This conversion of factories to churches in Gweru has given policymakers a lot to ponder in a country grappling with chronic high unemployment.

“Although as a local authority we have facilities that can be hired by various organisations including churches, most churches however prefer to take space in the closed industries as they are cheap and affordable,” said Gweru mayor Josiah Makombe.

“We also used to collect revenue through rates when the industries were fully operational, but now the situation has changed.”

According to Zimbabwe Congress of Trade Unions (ZCTU) central region chairperson Kudakwashe Munengiwa, the few companies that remain operational have downsized drastically.

“The remaining companies are operating at extremely low capacity and the majority of them have retrenched workers in the past few years,” he said.

According to a recent ZCTU report, new players in the industry operating at full capacity included Chinese companies such as Jin An, Xin Yu and Nelson Holdings.

Over the years, the government’s promises to resuscitate the city’s industries have come to nought as the harsh economic environment continues to repel investors.

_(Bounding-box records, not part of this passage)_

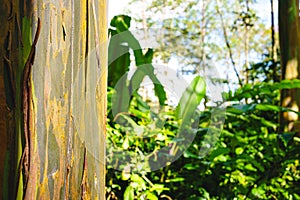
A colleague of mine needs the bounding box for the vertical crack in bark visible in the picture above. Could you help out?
[81,147,88,200]
[84,0,90,95]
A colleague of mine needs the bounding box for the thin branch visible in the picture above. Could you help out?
[217,0,243,87]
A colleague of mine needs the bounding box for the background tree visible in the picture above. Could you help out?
[278,0,300,135]
[125,0,271,85]
[0,0,107,199]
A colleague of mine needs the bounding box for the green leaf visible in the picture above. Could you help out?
[131,174,147,190]
[209,147,230,161]
[110,15,131,32]
[146,191,158,200]
[176,76,206,128]
[124,185,134,200]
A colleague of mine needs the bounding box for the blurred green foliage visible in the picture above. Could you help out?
[106,16,300,200]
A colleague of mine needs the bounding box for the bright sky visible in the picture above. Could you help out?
[107,0,130,22]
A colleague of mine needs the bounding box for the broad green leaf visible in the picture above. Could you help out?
[176,76,206,128]
[146,191,158,200]
[209,147,230,161]
[124,185,134,200]
[131,174,146,190]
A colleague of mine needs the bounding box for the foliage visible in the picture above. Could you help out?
[106,14,300,199]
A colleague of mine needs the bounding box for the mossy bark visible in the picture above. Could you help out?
[0,0,107,199]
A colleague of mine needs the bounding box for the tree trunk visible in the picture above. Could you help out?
[0,0,107,199]
[279,0,300,134]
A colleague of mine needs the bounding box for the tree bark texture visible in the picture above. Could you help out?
[279,0,300,134]
[0,0,107,199]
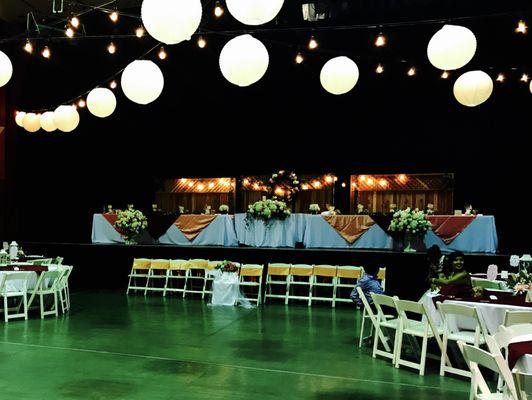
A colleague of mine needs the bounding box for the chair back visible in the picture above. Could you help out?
[504,310,532,326]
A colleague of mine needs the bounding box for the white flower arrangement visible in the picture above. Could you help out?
[247,199,291,222]
[388,207,432,236]
[114,207,148,241]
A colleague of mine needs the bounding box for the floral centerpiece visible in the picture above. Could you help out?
[388,207,432,252]
[246,199,290,223]
[114,206,148,244]
[215,260,238,272]
[308,203,320,215]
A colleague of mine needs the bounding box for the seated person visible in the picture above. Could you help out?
[349,263,384,311]
[431,251,472,296]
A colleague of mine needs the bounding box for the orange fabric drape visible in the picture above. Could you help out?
[323,215,375,244]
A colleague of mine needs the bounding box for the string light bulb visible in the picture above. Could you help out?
[515,19,528,35]
[308,35,318,50]
[375,33,386,47]
[24,39,33,54]
[41,46,52,59]
[107,42,116,54]
[214,1,224,18]
[198,36,207,49]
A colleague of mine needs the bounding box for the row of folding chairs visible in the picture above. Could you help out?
[264,263,386,307]
[126,258,264,304]
[0,264,73,322]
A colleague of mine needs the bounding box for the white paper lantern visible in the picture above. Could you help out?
[22,113,41,133]
[121,60,164,104]
[0,51,13,87]
[15,111,26,128]
[220,35,269,87]
[427,25,477,71]
[140,0,202,44]
[87,88,116,118]
[225,0,284,25]
[320,56,359,95]
[54,106,79,132]
[41,111,57,132]
[453,71,493,107]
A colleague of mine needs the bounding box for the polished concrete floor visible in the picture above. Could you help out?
[0,292,469,400]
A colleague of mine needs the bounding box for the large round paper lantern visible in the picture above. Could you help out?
[87,88,116,118]
[121,60,164,104]
[320,56,359,94]
[41,111,57,132]
[453,71,493,107]
[54,106,79,132]
[22,113,41,133]
[140,0,202,44]
[427,25,477,70]
[225,0,284,25]
[220,35,269,87]
[0,51,13,87]
[15,111,26,128]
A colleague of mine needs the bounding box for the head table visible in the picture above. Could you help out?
[92,213,498,253]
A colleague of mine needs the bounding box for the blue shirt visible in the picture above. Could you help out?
[350,274,384,306]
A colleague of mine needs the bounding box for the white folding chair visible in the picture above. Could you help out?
[28,270,61,319]
[395,299,443,375]
[238,264,264,305]
[371,293,399,365]
[0,272,31,322]
[264,263,290,304]
[183,258,209,299]
[333,265,363,304]
[457,340,519,400]
[144,258,170,296]
[126,258,151,294]
[504,310,532,326]
[286,264,314,306]
[437,302,487,378]
[309,265,336,307]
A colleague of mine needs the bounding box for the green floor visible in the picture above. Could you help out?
[0,292,469,400]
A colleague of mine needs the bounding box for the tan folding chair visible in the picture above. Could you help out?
[333,265,363,304]
[238,264,264,305]
[309,264,336,307]
[126,258,151,294]
[264,263,290,304]
[286,264,314,306]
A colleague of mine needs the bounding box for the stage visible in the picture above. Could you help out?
[21,242,509,300]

In 2014, the then MDC Gweru Urban legislator and former local government deputy minister in the Government of National Unity, Sesel Zvidzai, announced plans for the Gweru Industry Revival Initiative. It was aimed at reviving major companies that used to anchor the city’s economy and employ thousands of people.

Seven years later, the idea is still pie in the sky. The factories in the Midlands capital have morphed into churches where long-suffering citizens flock to every Sunday to seek succour from unemployment and poverty.